Google Sheets → link map + Mermaid diagram + HTML viewer.
This Apps Script crawls one or more Drive folders for Google Sheets, extracts formulas that create dependencies between sheets (e.g., IMPORTRANGE, QUERY, VLOOKUP/HLOOKUP/XLOOKUP, INDEX, FILTER), deduplicates results, and produces:
- FormulaLinks: a clean, tabular list of links and formula types (with per-type range extraction)
- Flowchart: a Mermaid graph ready to paste anywhere
- flowchart_viewer.html: a Drive-hosted HTML page rendering the diagram (no extra deployment)
- Grouped_Tree: a simplified, unique “From Doc / From Sheet → To Sheet” table for quick reading
- Progress: timestamped run logs
Current extractor version referenced here: v4.8 (column-first scanning; internal sheet refs dropped for performance).
- Features
- How it works (data flow)
- Installation
- Configuration
- Usage
- What the script creates
- Code architecture & function reference
- Performance notes & limits
- Troubleshooting
- Security & privacy
- Contributing
- Roadmap
- License
- Scans many files safely: recursive crawl of selected Drive folders, with batch processing and progress logging.
- Column-first early-exit: inspects only the first formula per column (rows 1–7) to avoid scanning 1000 blank rows from array-formulas.
- Understands popular formulas:
IMPORTRANGE,QUERY,VLOOKUP/HLOOKUP/XLOOKUP,INDEX,FILTER. - Per-type range capture: best-effort extraction of the key range argument(s) for each function type.
- Deduplication: avoids bloat; keeps only unique edges/rows when building outputs.
- Mermaid graph: ready for GitHub, wikis, or Mermaid Live.
- HTML viewer: one-click Update Diagram generates/updates a Drive file and opens it in a modal, no web-app deployment required.
- Helper “tree” view: unique 3-column, human-friendly grouping (From Document / From Sheet / To Sheet).
graph TD
A[Drive Folders] -->|collectSheetsRecursive| B[File IDs]
B -->|batchProcessNext (BATCH_SIZE N)| C[Scan Sheets]
C -->|detect formula types & ranges| D[LinkBuffer (raw)]
D -->|dedupe & normalize| E[FormulaLinks (clean)]
E -->|edges| F[Flowchart (Mermaid code)]
F -->|cleanMermaid| G[flowchart_cleaned.mmd]
G -->|wrap HTML| H[flowchart_viewer.html]
E --> I[Grouped_Tree]
C --> J[Progress log]
- Internal sheet-to-sheet references are intentionally skipped in v4.8 to keep output small and avoid noise.
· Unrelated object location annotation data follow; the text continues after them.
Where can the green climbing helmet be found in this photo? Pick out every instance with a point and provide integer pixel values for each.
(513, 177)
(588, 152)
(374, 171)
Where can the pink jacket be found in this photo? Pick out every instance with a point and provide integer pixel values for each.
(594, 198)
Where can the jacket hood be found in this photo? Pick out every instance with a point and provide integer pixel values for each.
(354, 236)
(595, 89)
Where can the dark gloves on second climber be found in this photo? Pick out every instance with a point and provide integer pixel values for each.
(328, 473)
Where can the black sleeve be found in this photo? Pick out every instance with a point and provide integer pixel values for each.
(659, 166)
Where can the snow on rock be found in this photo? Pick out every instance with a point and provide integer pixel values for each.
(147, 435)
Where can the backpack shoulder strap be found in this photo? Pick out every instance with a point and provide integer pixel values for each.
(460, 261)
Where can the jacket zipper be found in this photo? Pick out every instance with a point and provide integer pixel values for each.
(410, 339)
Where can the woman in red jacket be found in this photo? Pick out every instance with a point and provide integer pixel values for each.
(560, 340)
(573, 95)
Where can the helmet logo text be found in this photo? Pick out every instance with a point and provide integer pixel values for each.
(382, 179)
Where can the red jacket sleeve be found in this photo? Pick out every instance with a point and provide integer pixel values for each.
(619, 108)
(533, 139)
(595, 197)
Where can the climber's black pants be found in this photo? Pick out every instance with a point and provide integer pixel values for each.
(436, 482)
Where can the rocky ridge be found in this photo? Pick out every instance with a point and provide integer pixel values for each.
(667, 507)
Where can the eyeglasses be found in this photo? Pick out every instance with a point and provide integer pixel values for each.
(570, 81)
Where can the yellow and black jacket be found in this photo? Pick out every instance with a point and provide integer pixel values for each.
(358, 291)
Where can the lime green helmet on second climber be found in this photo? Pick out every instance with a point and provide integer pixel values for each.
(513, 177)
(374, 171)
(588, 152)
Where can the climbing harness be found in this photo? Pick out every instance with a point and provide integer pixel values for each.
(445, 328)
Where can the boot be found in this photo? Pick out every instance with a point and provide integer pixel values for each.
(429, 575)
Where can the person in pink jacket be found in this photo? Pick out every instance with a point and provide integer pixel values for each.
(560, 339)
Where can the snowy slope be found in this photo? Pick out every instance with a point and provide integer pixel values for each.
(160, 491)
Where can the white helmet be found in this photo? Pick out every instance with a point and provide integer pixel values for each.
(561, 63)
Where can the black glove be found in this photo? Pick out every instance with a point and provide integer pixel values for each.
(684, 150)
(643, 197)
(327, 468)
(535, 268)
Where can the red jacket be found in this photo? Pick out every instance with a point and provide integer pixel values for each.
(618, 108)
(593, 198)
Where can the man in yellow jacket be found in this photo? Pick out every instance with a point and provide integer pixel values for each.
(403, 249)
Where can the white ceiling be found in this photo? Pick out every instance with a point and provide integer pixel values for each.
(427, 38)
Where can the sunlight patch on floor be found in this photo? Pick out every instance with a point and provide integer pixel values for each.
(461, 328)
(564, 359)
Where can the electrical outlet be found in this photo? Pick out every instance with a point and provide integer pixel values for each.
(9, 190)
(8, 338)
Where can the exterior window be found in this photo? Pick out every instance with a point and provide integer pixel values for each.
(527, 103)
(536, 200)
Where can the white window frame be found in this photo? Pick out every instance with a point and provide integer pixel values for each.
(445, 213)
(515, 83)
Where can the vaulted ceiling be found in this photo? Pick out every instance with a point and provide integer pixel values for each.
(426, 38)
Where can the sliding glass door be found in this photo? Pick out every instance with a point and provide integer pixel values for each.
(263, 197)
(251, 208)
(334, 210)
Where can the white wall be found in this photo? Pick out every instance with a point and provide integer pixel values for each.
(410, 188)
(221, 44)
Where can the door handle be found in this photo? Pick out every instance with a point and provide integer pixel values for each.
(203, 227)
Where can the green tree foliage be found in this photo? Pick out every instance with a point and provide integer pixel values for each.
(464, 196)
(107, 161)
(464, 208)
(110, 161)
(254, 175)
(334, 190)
External links (across files) and top-level functions are preserved.
-
Open the Google Sheet you’ll use as the controller.
-
Extensions ▸ Apps Script.
-
Create Code.gs and paste the extraction code (v4.8) plus the viewer add-on block:
- The extractor implements:
runFullFlowchart,initializeScan,batchProcessNext,buildFlowchart, and helpers. - The viewer add-on implements:
cleanMermaid,updateDiagramHtml, and the updatedonOpenmenu.
- The extractor implements:
-
Save. Reload the spreadsheet so the menu appears.
-
First run will ask for permissions (Drive + Spreadsheet access).
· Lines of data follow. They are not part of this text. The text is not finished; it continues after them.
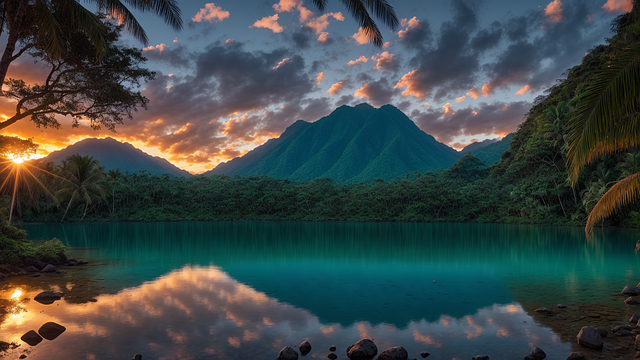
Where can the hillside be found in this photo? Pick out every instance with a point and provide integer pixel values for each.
(113, 154)
(352, 144)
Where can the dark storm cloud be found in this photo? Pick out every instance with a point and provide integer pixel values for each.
(498, 118)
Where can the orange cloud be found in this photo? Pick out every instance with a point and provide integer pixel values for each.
(523, 90)
(383, 60)
(408, 24)
(618, 6)
(211, 13)
(269, 22)
(361, 59)
(412, 84)
(360, 37)
(553, 12)
(336, 88)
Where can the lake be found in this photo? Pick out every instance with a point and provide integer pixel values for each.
(240, 290)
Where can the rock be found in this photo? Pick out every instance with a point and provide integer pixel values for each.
(632, 301)
(630, 291)
(576, 356)
(32, 338)
(590, 337)
(602, 331)
(304, 348)
(287, 353)
(51, 330)
(364, 349)
(394, 353)
(47, 297)
(537, 353)
(49, 268)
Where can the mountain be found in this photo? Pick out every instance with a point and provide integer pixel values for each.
(352, 144)
(477, 145)
(491, 153)
(113, 154)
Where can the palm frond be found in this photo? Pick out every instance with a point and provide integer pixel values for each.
(623, 193)
(615, 94)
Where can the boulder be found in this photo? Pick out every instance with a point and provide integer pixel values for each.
(590, 337)
(364, 349)
(630, 291)
(304, 348)
(287, 353)
(32, 338)
(537, 354)
(47, 297)
(576, 356)
(49, 268)
(394, 353)
(51, 330)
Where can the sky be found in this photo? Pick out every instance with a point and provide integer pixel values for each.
(240, 72)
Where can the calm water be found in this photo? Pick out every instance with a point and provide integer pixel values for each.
(245, 290)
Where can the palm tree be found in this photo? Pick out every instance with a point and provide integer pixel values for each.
(84, 182)
(606, 122)
(49, 22)
(358, 9)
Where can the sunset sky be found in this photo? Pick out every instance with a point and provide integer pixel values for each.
(242, 71)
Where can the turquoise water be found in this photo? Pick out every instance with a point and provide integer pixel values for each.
(244, 290)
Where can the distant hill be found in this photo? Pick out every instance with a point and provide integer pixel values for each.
(352, 144)
(491, 153)
(478, 145)
(113, 154)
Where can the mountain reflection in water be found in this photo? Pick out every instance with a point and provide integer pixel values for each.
(203, 313)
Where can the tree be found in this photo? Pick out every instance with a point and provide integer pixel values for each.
(358, 9)
(607, 121)
(84, 183)
(48, 24)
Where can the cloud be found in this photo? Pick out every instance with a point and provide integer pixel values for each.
(360, 37)
(361, 59)
(553, 12)
(211, 13)
(269, 22)
(618, 6)
(378, 92)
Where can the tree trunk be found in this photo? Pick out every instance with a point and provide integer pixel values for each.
(14, 31)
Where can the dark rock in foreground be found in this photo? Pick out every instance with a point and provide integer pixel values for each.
(287, 353)
(364, 349)
(304, 348)
(590, 337)
(51, 330)
(47, 297)
(394, 353)
(32, 338)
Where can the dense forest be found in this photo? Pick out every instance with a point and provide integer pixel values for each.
(529, 184)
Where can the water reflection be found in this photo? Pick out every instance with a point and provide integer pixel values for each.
(203, 313)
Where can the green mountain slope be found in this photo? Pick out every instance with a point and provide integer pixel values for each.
(491, 153)
(113, 154)
(352, 144)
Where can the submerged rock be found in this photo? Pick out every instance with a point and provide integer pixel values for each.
(287, 353)
(394, 353)
(590, 337)
(304, 348)
(364, 349)
(51, 330)
(32, 338)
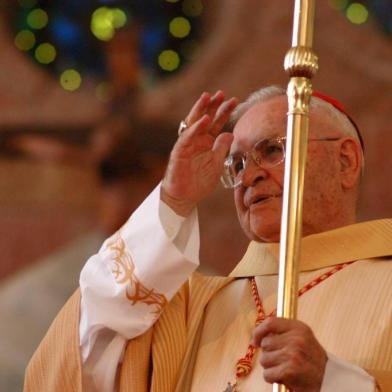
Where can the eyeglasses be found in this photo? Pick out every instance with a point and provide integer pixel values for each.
(265, 153)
Tip: Keep all code in a single file (Code.gs) to avoid scoping mistakes. If you split files, ensure there are no duplicate function names or unbalanced braces.
At the top of the script:
const FOLDERS = [
'xxxxxxxxxxxxxxxxxxxxxxxxxxxxxxx', // Folder ID 1
'yyyyyyyyyyyyyyyyyyyyyyyyyyyyyyy' // Folder ID 2
];
// Empty FOLDERS → scans entire Drive (not recommended)
const BATCH_SIZE = 20; // files per batch
const PROG_SHEET = 'Progress';
const FLOW_SHEET = 'Flowchart';
const BUFFER_SHEET = 'LinkBuffer';- FOLDERS: paste Drive folder IDs you want scanned. The scan is recursive.
- BATCH_SIZE: tune if you hit timeouts; 20 is a good default.
-
Extract Formulas From the spreadsheet menu: Flowchart Tools ▸ Extract Formulas
- Scans queued files in batches, writes LinkBuffer, then FormulaLinks and Flowchart.
- Progress sheet logs every step.
-
Visualize (Hierarchical) Flowchart Tools ▸ Visualize (Hierarchical)
- Writes Grouped_Tree: unique
From Document, From Sheet, To Sheetrows (external only).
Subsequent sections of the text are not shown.